En vertu de l’article 1386-7 du Code civil, si le producteur ne peut être identifié, le vendeur est responsable du défaut de sécurité du produit, à moins qu’il ne désigne son propre fournisseur ou le producteur dans un délai de trois mois à compter de la notification de la demande de la victime. La responsabilité du fournisseur n’est prévue que lorsque le producteur ne peut être identifié (CJCE, 10 janv. 2006, LawLex20060000236JBJ, point 34). Si l’identité du producteur est connue, les demandes formées contre de simples revendeurs sont irrecevables (Nouméa, 7 juin 2012, LawLex201500001719JBJ ; Aix-en-Provence, 22 janv. 2015, LawLex201500001726JBJ), sans que le revendeur n’ait à se substituer au producteur identifié ou défaillant (Paris, 26 juin 2015, LawLex201500001723JBJ). Le revendeur désignera son fournisseur et le fabricant au plus vite.

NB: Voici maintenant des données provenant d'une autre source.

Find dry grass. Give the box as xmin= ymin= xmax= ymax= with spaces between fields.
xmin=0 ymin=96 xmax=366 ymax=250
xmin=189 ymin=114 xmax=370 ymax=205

II L’incompétence du juge des référés

3. Faire valoir l’incompétence du juge des référés.

Les demandeurs sollicitent souvent en référé sur le fondement de la responsabilité du fait des produits défectueux, la résolution du contrat de vente et des dommages-intérêts. Une double incompétence du juge des référés peut être opposée à de telles demandes. D’abord, le juge des référés ne rend que des décisions provisoires qui n’ont pas pour objet de trancher le fond du litige. Juge de l’évidence, il ne peut pas se prononcer sur la validité (Cass. civ. 3e, 27 janv. 1999, Bull., n° 20), l’interprétation (Cass. civ. 1re, 4 juill. 2006, Bull., n° 337) ou l’annulation (Cass. com., 29 sept. 2009, Bull., n° 118) d’un acte juridique. A fortiori, il ne peut ordonner la résolution d’une vente, celle-ci ne relevant pas des mesures provisoires (Aix-en-Provence, 29 oct. 1987, n° 86/3378 ; TGI Soissons, réf., 22 mai 2015, n° 14/00102). Par ailleurs, le trouble manifestement illicite ou le dommage imminent invoqués sont souvent contestables.

III L’absence de fondement de la demande

4. Contester le défaut de sécurité.

Non seulement la preuve de la défectuosité du produit pèse sur celui qui l’invoque et qui doit identifier précisément le défaut, mais le demandeur doit aussi caractériser le défaut de sécurité au regard du niveau de sécurité légitimement attendu. A défaut de cette démonstration, le demandeur sera débouté (Cass. civ. 2e, 13 déc. 2012, LawLex201500001730JBJ).

5. Invoquer l’absence de dommages relevant de l’article 1386-2 du Code civil.

Très souvent, les demandeurs allèguent un dommage relatif au produit lui-même. Or, selon l’article 1386-2 du Code civil, les dispositions des articles 1386-1 et s. du Code civil s’appliquent à la réparation du dommage qui résulte d’une atteinte à la personne ou à un bien autre que le produit défectueux lui-même. Par conséquent, la responsabilité du fait des produits défectueux ne s’applique pas à la réparation du dommage qui résulte d’une atteinte au produit défectueux lui-même (Cass. civ. 1re, 14 oct. 2015, LawLex201500001291JBJ).

6. Soulever l’absence de lien de causalité ou l’existence d’un fait exonératoire.

Ces défenses sont plus circonscrites et plus complexes à mettre en œuvre mais peuvent jouer dans certains cas (absence de lien de causalité, absence de mise en circulation ou de défaut au moment de la mise en circulation, faute de la victime ; sous certaines conditions, défaut lié à des normes impératives ou au risque de développement).